Expecting big outcomes from a relatively small change
Fact is, changing from a dictatorship to a modern democracy is an immense leap -- close to the fact of how different North Korea is to South Korea -- or East Germany to West Germany back in the Cold War. The action in 1986 effected a change in governance as big as the difference between the pairs of sister states cited previously. Trouble is, the subsequent results are almost negligible in the Philippines.
The job of fixing the country and the business of getting rich, if we are to believe those spruiking some of today's reform proposals, can only truly begin under a parliamentary system and a regime of unrestricted access to foreign capital. But is the change -- from one form of democracy to another and from a more-than-semi-free market to a totally free one -- as paradigm-shifting as that of what happened in 1986? If not, will the changes proposed today live up to as astounding an expectation as a Philippines that is convincingly going down the road to prosperity?
Assuming that the outcome of governance change in one society will be the same as the outcomes of a similar governance change in the Philippines.
Perhaps there is good reason to believe that the Philippines will prosper this time after these initiatives push through. But to look to other cultures and fail to consider that Chinese, Koreans, and Germans represent a cultural makeup vastly different from ours -- from Filipinos' -- places significant doubt on the whole idea of mounting a concerted go-for-broke overhaul in governance, when there are alternative more conservatively-phased approaches to effect the same proposed changes with considerably less disruption...
The Philippines has already amended the Constitution singly in the past: when Congress was changed from a unicameral to a bicameral assembly; and when Parity was passed to allow foreigners to own property in the Philippines. We’ve done it before, we can do it again. Best of all, it would be cheaper. Congress can discuss and pass the proposed amendment during its regular session and submit it to the people for ratification at the same time as the regular elections. The same thing can be done for other amendments.
The guiding principle here is quite simple:
DO make the actions a function of the mission; and,
DON'T make the mission a function of the actions.
Time and again we've seen missions de-scoped as the momentum of initiatives originally conceived to accomplish these remained even as any evidence of effectiveness became farther in between.
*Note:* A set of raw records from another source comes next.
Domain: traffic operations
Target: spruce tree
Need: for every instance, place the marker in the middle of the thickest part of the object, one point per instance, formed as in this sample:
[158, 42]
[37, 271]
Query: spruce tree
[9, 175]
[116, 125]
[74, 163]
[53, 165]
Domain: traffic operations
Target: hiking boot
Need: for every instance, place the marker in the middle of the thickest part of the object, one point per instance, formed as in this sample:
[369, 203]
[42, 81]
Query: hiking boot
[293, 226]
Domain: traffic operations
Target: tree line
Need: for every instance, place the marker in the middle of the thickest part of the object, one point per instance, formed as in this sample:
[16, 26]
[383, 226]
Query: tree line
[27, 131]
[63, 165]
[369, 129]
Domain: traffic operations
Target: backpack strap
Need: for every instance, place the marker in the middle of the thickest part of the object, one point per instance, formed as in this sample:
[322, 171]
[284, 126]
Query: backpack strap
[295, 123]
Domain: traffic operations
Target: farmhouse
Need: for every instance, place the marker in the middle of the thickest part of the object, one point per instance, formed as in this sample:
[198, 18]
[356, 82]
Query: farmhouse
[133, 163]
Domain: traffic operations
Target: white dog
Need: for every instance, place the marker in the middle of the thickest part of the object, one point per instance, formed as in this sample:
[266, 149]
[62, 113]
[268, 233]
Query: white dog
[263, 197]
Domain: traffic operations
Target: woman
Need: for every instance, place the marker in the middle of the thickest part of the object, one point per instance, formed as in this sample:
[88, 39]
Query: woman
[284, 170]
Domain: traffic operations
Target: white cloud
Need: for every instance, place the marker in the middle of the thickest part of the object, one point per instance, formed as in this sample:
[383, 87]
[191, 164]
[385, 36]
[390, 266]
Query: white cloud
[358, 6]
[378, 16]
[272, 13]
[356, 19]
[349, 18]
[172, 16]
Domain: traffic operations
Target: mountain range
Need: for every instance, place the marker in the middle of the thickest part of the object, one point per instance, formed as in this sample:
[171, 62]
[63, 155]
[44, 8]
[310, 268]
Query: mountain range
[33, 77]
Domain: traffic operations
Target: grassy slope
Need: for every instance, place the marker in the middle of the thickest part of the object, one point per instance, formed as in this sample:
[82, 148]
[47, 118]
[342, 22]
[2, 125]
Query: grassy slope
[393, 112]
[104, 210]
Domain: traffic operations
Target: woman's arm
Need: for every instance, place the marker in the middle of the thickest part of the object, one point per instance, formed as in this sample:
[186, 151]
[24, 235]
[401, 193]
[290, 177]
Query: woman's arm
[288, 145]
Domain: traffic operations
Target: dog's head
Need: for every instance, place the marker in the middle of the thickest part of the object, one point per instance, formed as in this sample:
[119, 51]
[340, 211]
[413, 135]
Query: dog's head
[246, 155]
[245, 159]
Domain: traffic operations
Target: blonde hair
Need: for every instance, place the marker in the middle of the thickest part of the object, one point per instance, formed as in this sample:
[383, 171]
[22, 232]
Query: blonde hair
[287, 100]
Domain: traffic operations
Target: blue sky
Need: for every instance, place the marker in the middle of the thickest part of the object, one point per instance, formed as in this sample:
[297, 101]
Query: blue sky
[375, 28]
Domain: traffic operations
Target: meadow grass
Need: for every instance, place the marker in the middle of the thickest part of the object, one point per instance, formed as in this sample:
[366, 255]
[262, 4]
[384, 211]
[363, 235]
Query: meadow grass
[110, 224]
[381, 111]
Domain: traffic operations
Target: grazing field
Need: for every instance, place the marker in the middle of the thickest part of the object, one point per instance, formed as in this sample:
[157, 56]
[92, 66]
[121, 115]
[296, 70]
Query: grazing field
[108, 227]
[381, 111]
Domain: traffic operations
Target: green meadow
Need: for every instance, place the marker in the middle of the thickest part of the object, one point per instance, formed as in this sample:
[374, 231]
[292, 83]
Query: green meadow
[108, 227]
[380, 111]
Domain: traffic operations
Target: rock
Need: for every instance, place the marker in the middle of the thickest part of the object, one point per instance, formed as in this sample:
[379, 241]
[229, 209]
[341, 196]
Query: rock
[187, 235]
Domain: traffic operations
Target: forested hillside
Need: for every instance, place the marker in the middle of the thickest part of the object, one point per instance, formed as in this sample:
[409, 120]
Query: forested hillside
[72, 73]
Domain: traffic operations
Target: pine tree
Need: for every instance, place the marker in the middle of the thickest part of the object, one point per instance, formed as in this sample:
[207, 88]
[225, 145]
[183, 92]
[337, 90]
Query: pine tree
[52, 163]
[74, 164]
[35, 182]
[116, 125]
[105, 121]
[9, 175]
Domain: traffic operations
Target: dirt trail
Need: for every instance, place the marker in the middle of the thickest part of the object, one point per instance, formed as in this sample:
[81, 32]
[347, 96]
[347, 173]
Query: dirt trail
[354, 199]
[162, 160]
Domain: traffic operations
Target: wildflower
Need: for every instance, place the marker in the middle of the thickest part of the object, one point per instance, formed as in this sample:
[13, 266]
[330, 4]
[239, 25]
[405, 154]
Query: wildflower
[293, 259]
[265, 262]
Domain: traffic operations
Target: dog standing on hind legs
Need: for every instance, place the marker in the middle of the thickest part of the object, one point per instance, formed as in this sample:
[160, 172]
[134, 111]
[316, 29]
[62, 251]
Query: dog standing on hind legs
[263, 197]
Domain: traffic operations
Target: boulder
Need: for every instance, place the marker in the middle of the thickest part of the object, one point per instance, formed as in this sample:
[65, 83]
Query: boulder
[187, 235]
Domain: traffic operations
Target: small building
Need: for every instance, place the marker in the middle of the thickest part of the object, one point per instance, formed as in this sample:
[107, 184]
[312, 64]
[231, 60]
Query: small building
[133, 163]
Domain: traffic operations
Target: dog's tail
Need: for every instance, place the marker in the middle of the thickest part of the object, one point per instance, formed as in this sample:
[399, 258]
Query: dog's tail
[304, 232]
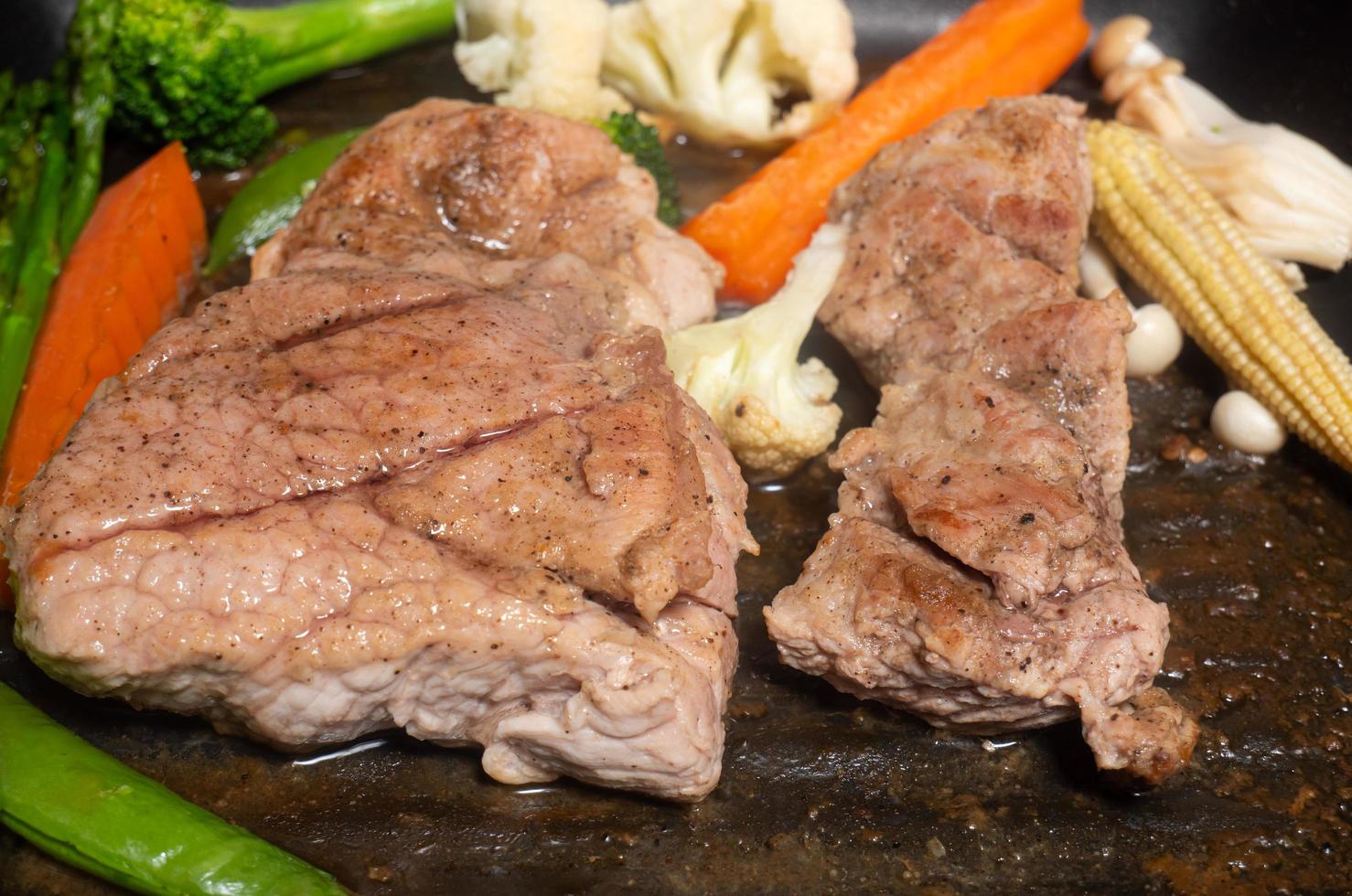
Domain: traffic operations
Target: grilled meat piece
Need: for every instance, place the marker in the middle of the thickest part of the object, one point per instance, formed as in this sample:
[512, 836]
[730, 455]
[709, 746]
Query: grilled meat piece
[368, 492]
[975, 571]
[468, 189]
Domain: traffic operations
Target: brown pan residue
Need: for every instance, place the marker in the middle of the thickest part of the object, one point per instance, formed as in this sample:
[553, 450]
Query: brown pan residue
[822, 792]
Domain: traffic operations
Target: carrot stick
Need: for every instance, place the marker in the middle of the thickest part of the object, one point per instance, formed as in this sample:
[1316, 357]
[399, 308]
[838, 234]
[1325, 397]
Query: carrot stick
[999, 48]
[130, 268]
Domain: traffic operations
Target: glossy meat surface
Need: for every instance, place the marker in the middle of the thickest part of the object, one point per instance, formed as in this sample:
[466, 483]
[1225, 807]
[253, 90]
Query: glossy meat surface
[975, 571]
[463, 497]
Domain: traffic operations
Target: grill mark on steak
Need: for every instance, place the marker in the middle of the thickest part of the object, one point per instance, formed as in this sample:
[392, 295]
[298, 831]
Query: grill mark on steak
[406, 483]
[975, 571]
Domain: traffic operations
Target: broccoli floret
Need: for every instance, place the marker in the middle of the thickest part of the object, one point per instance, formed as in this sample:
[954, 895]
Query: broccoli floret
[642, 142]
[194, 70]
[774, 412]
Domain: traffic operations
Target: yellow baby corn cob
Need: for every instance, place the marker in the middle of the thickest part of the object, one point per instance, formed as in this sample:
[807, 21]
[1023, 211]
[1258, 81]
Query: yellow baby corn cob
[1182, 248]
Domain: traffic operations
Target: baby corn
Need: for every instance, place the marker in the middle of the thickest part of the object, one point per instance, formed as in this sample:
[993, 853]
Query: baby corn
[1182, 248]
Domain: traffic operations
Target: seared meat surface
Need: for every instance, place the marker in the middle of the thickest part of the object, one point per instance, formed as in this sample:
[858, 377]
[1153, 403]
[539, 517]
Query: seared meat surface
[518, 186]
[975, 571]
[399, 483]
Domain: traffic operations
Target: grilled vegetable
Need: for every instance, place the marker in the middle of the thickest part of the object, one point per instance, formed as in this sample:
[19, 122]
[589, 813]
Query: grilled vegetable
[774, 412]
[90, 41]
[39, 260]
[998, 48]
[91, 811]
[641, 141]
[127, 272]
[272, 197]
[538, 54]
[1181, 246]
[730, 72]
[192, 70]
[1290, 197]
[1243, 423]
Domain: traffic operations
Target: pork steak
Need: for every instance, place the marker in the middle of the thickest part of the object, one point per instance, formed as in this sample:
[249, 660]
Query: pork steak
[406, 478]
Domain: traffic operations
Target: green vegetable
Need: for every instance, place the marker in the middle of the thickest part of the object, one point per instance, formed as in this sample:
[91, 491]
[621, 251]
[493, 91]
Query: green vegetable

An example of this is the "Truth Commission" initiative of President Benigno "Noynoy" Aquino III. The Truth Commission initiative was conceived to accomplish the mission of taking people to account for certain "crimes". But then the initiative faltered. Noynoy and his team -- for so long fixated on a single initiative -- was left with no alternatives; no Plan B. As a result they then turned what was once a noble exercise into a pathetic finger-pointing circus, blaming an "uncooperative" Judiciary, and into an effort to downgrade public expectations of the mission being accomplished any time soon.
Moral of the story: There is no my way or the highway in any modern approach to change. Make the mission the absolute and the initiatives the variables. Initiatives are necessarily negotiable and therefore alternatives should never be ruled out, much less debate surrounding these summarily dismissed.